I am a big fan of this author. The Remains of the Day is one of my favorite books ever, and I also really enjoyed Never Let Me Go. One thing I like about Ishiguro, among many, is that he doesn’t ever write the same novel twice. RotD is about an English butler looking back on his life near the end of his career; NLMG is kind of a sci-fi novel about a group of clones who exist so that their organs can eventually be harvested; and I’m very excited for Ishiguro’s upcoming novel, The Buried Giant, which is a fantasy novel set in Arthurian England (UPDATE: This novel is out now, and I’ve read it and liked it a lot but haven’t written about it yet).
When We Were Orphans, meanwhile, is sort of a detective novel in the same way that NLMG was sort of a sci-fi novel. What I mean is that while the novel is about a detective, and contains many of the element of a typical detective novel, the various cases the main character solves or fails to solve are mentioned only in passing. Even the driving mystery of the story — the disappearance of the protagonist’s parents — goes without the usual treatment, and its ultimate solution is drawn only in broad strokes and without offering the reader much of the satisfaction of having arrived at the truth.
So this book is not really a mystery story in the way we usually understand that term. Instead it’s a novel about the way our memories can warp, fade, or otherwise change over time, altering our perceptions of ourselves, the people we know, and the things that happen to us. It’s clear almost from the beginning that the protagonist, eminent detective Christopher Banks, is probably not a reliable narrator. Other characters will remember things differently than he does, or he’ll brush aside a seemingly important incident with a dismissive phrase, not bothering to relate all that happened.
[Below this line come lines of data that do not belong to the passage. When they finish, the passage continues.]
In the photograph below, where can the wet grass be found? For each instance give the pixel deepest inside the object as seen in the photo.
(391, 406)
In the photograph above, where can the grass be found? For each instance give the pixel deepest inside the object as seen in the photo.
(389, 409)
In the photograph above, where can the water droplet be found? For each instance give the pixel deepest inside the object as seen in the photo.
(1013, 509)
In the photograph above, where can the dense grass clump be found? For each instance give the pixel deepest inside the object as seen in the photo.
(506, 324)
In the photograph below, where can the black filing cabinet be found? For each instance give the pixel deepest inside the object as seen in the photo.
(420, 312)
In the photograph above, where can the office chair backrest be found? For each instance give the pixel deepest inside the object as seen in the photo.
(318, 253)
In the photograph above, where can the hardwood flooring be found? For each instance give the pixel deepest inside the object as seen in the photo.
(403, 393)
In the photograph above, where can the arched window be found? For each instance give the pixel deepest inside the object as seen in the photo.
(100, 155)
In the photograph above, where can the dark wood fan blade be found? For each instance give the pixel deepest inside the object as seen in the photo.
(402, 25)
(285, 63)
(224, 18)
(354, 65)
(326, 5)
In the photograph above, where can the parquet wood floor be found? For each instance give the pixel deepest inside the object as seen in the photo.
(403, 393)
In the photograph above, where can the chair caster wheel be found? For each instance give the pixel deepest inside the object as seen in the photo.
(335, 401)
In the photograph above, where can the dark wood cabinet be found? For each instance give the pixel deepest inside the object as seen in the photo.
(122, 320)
What’s less clear, and I think deliberately so, is the extent to which Banks’ narration can be believed at all. Is he really a great detective, or is he just some poor sap whose delusions of grandeur have made him a subject of mockery to everyone he encounters? You would think that’s a pretty central question, but the book doesn’t ever give you a means of determining its answer with any very high degree of certainty. It’s a big full of unanswered questions like this. There’s never any reason to believe the narrator is lying to the reader — he almost certainly is not — but there’s never any way of being sure that anything he’s saying is true, either, and some of it almost certainly is not. Banks gives us the truth as he perceives it, and that’s all we ever get. Ishiguro doesn’t offer answers, even at the end (In fact, I think there’s a good case to be made that the entire last third of the book never actually happens at all).
Despite all this, the book is a great read, mostly because of how effectively it makes you consider these types of questions and their answers, not only as they pertain to the character in the book but also in your own life. What truths are my memories protecting me from?
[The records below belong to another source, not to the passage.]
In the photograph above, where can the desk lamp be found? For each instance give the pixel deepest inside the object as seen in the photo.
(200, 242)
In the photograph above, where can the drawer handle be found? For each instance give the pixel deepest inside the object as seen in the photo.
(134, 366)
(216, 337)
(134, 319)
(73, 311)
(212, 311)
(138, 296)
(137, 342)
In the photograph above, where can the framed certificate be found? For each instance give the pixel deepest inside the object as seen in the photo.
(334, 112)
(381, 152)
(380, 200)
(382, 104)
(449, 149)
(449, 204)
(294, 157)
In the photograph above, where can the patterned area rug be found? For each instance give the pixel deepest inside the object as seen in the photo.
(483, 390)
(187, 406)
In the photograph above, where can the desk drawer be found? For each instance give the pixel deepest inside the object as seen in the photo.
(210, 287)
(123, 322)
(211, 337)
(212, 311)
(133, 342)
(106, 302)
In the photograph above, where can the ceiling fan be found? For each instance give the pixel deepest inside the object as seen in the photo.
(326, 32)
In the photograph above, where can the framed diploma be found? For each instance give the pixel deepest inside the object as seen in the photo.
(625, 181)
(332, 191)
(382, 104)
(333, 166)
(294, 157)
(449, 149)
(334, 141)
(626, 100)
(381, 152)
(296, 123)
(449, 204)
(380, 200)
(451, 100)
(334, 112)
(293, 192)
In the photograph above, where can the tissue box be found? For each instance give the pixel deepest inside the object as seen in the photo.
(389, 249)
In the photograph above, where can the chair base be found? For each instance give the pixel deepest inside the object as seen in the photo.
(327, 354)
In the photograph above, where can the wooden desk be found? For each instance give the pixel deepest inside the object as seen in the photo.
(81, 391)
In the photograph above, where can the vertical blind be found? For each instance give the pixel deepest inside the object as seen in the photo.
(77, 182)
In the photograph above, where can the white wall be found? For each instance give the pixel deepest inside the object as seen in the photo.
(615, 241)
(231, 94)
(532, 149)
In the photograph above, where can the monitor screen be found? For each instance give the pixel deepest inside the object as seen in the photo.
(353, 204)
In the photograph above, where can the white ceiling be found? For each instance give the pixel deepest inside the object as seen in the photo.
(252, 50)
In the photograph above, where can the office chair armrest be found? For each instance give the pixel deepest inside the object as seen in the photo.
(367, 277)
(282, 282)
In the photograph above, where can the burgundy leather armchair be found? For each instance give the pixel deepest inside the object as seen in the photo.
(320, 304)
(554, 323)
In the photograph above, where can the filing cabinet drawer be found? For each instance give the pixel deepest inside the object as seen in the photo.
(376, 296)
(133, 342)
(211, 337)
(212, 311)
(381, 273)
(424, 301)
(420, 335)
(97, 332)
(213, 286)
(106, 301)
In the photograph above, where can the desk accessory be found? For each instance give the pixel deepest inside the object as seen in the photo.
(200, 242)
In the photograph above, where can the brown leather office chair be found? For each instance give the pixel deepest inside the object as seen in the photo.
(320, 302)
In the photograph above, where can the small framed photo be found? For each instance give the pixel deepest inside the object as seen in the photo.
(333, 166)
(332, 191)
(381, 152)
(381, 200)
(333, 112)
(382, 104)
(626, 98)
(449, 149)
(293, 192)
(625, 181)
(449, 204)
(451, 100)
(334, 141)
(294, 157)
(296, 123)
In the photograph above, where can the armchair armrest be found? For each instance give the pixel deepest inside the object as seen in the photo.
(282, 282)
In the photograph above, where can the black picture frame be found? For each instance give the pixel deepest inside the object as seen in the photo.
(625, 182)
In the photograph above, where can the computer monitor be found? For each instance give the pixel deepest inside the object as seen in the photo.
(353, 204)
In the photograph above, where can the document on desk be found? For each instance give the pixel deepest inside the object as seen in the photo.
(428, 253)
Another thing I liked about this novel was the writing. Some people might find Ishiguro’s spare, undramatic prose a little boring, but I am not one of those people. I like the deceptive simplicity of the writing. There’s something really impressive about how each sentence and each paragraph and each chapter springs naturally from the last and slides effortlessly into the next. What seems like an aside unfolds into a revelation; a passing memory becomes an important plot twist, and it never feels contrived. I can’t think of any authors who do this as well as Ishiguro does.
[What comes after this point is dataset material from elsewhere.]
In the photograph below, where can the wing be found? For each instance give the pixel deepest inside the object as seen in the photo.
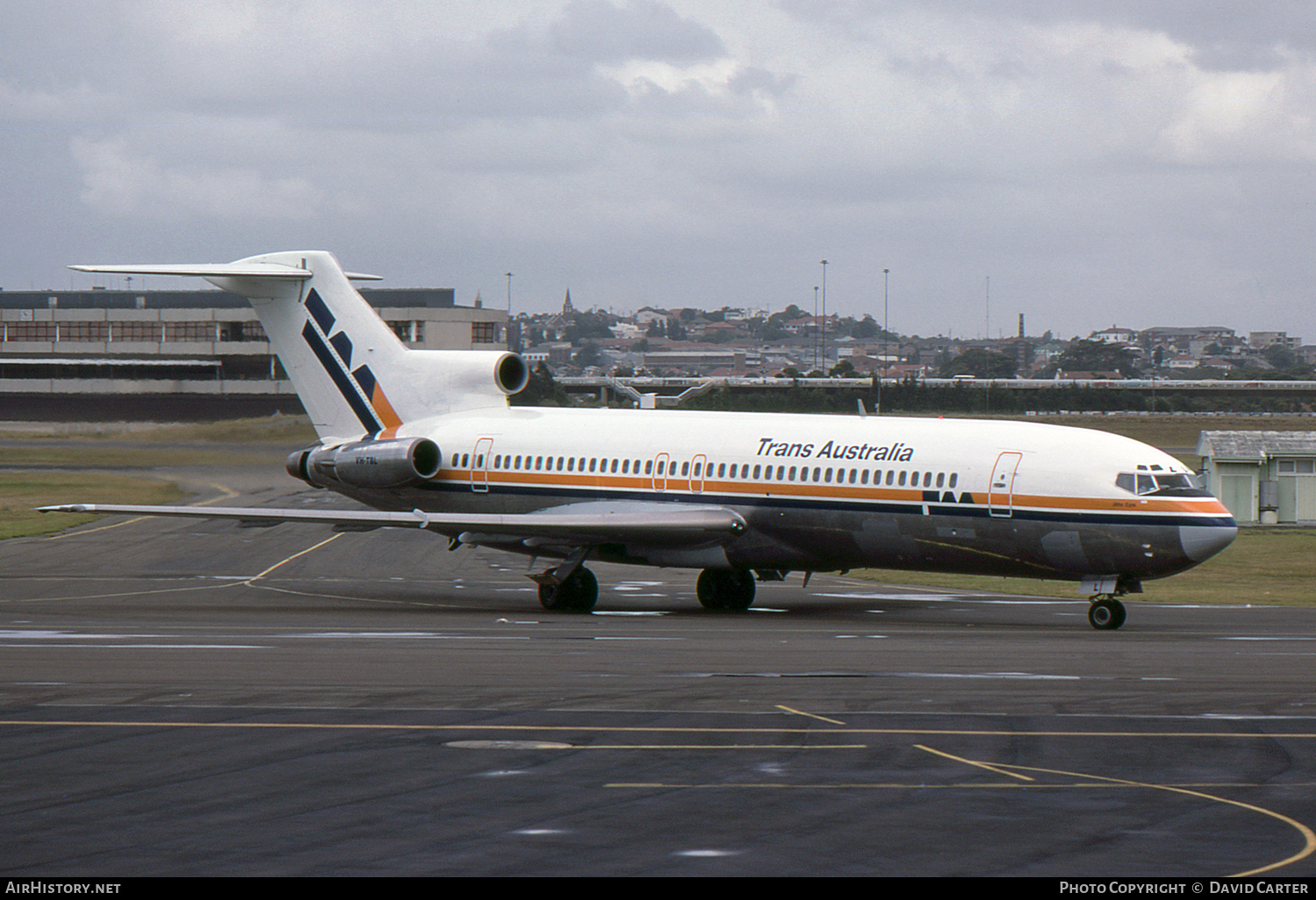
(220, 270)
(653, 524)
In the end, When We Were Orphans is not as good as either The Remains of the Day or Never Let Me Go, in my opinion. It’s not quite as tightly focused as either of those novels, and because the author chooses to leave so many questions unanswered, it suffers for its relative overabundance of threads to follow. Additionally, the lack of clarity about what is true and what is not true makes it hard to develop any sort of meaningful bond with or empathy for the characters. Still, it’s Ishiguro, which means it’s thought-provoking, well-written, and a good book.